Справиться с самогоном оказалось куда сложнее, чем уничтожить импортные марочные вина. Советская пропаганда 1920-х годов создала образ отвратительного самогонщика, кулака, классового врага, не просто наживающегося на пьянстве, но и сознательно стремящегося подорвать новую власть и препятствовать распространению просвещения. В менее зловещем, но не менее гротескном виде этот образ был воспроизведен великолепной троицей Никулина, Вицина и Моргунова в фильме «Самогонщики».

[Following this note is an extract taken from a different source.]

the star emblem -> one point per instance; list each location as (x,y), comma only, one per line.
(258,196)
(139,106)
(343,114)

Увы, подобные образы не имели ничего общего с действительностью. Поскольку же сами большевики искренне в эту пропаганду верили, принимаемые ими меры результатов не давали. На деле подавляющее большинство самогонщиков оказывались женщинами из беднейших слоев сельского населения, зачастую - вдовами, лишенными иных средств к существованию. Изрядная часть задержанных оказывалась членами комсомола или партии; в любом случае они отнюдь не принадлежали к числу противников большевистского режима. Власти вынуждены были смягчать наказания и уменьшать суммы штрафов, которые, впрочем, все равно потом не выплачивались.

Борьба с самогоном оказалась безнадежным делом. Ни аресты, ни штрафы, ни пропаганда не помогали. А тем временем внутри самой большевистской партийной интеллигенции усиливались разногласия. Точно так же, как не было единства по вопросу о темпах индустриализации и о том, кто будет ее оплачивать, так не совпадали и мнения о том, что делать с алкоголем. И различия мнений по этому вопросу точно совпадают с общим разделением партии на левую и правую фракции.

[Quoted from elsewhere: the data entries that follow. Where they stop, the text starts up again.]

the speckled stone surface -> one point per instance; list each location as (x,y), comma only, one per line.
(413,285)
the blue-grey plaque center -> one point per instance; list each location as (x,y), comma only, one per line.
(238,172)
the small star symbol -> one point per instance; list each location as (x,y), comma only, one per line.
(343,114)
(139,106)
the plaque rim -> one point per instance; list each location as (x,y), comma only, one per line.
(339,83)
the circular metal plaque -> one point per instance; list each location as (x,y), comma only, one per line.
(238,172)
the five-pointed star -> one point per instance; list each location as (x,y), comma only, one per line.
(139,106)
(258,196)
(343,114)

На протяжении 1920-х годов по мере перехода страны от «военного коммунизма» к новой экономической политике смягчался и сухой закон. Из-под его действия выводили сперва вина и пиво, потом спиртные напитки крепостью до 20 %, а в 1925 году разрешена была и сорокаградусная водка.

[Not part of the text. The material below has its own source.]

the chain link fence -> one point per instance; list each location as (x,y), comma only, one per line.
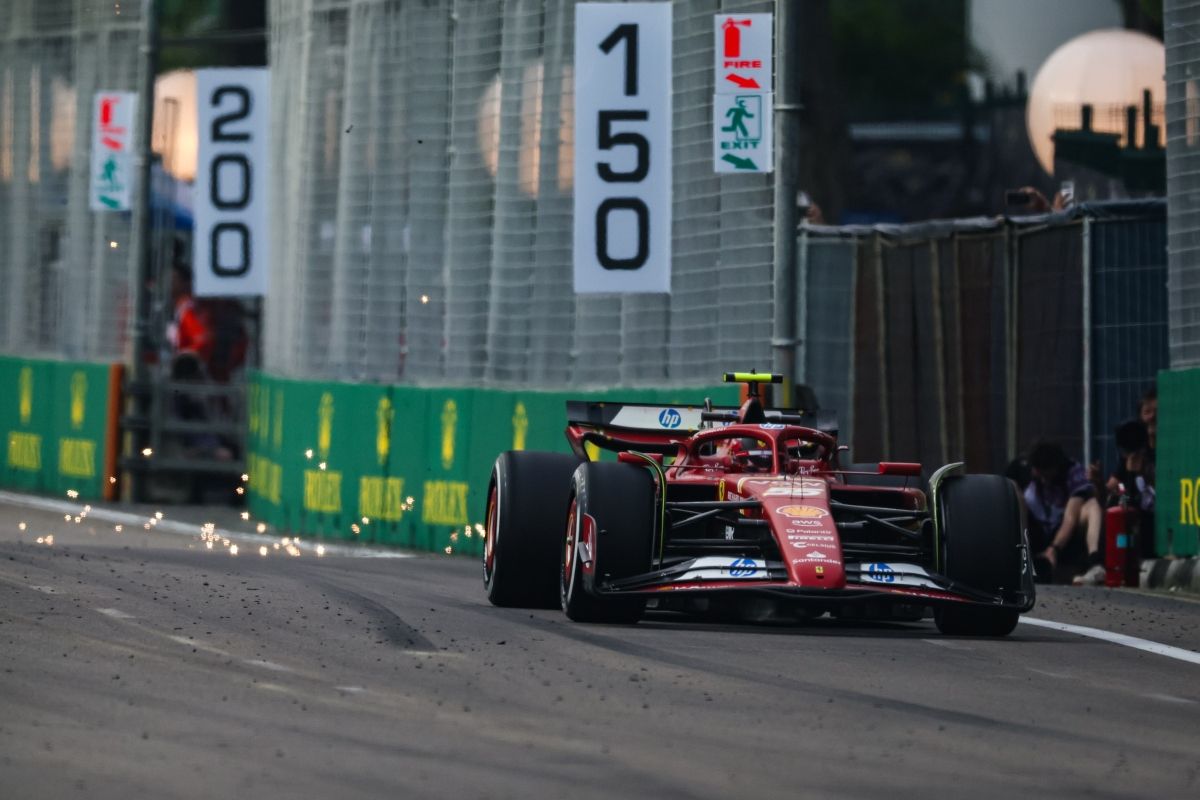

По мере того, как спиртное возвращалось на прилавки официальных магазинов, восстанавливалась и традиция пополнять государственный бюджет за счет продажи алкоголя. В 1930 году, несмотря на сопротивление ряда идеологических работников, Сталин принимает решение о резком увеличении производства водки. Стране были нужны деньги для подъема экономики!

Борьба с самогоноварением, разумеется, продолжалась, но ее социальный и экономический смысл постепенно менялся. Из заботы пролетарской власти о трезвости населения она превращалась в заботу о сохранении правительственной монополии на алкоголь. Государство устраняло конкурента.

Антиалкогольный плакат сталинской эпохи уже изображает не эпического рабочего с кувалдой, а опрятного функционера в галстуке, закрывающего рукой рюмку при попытке налить ему очередную порцию спиртного - очевидно, уже не первую. Вывод напрашивается очевидный: пей, но знай меру.

По-своему закономерно, что отступление советской власти от первоначально жесткой антиалкогольной политики совпадает с изменением самой власти, которая постепенно отходит от собственных революционных принципов, заменяя их прагматическими решениями. То, что Лев Троцкий называл «советским термидором», проявлялось и в алкогольной торговле!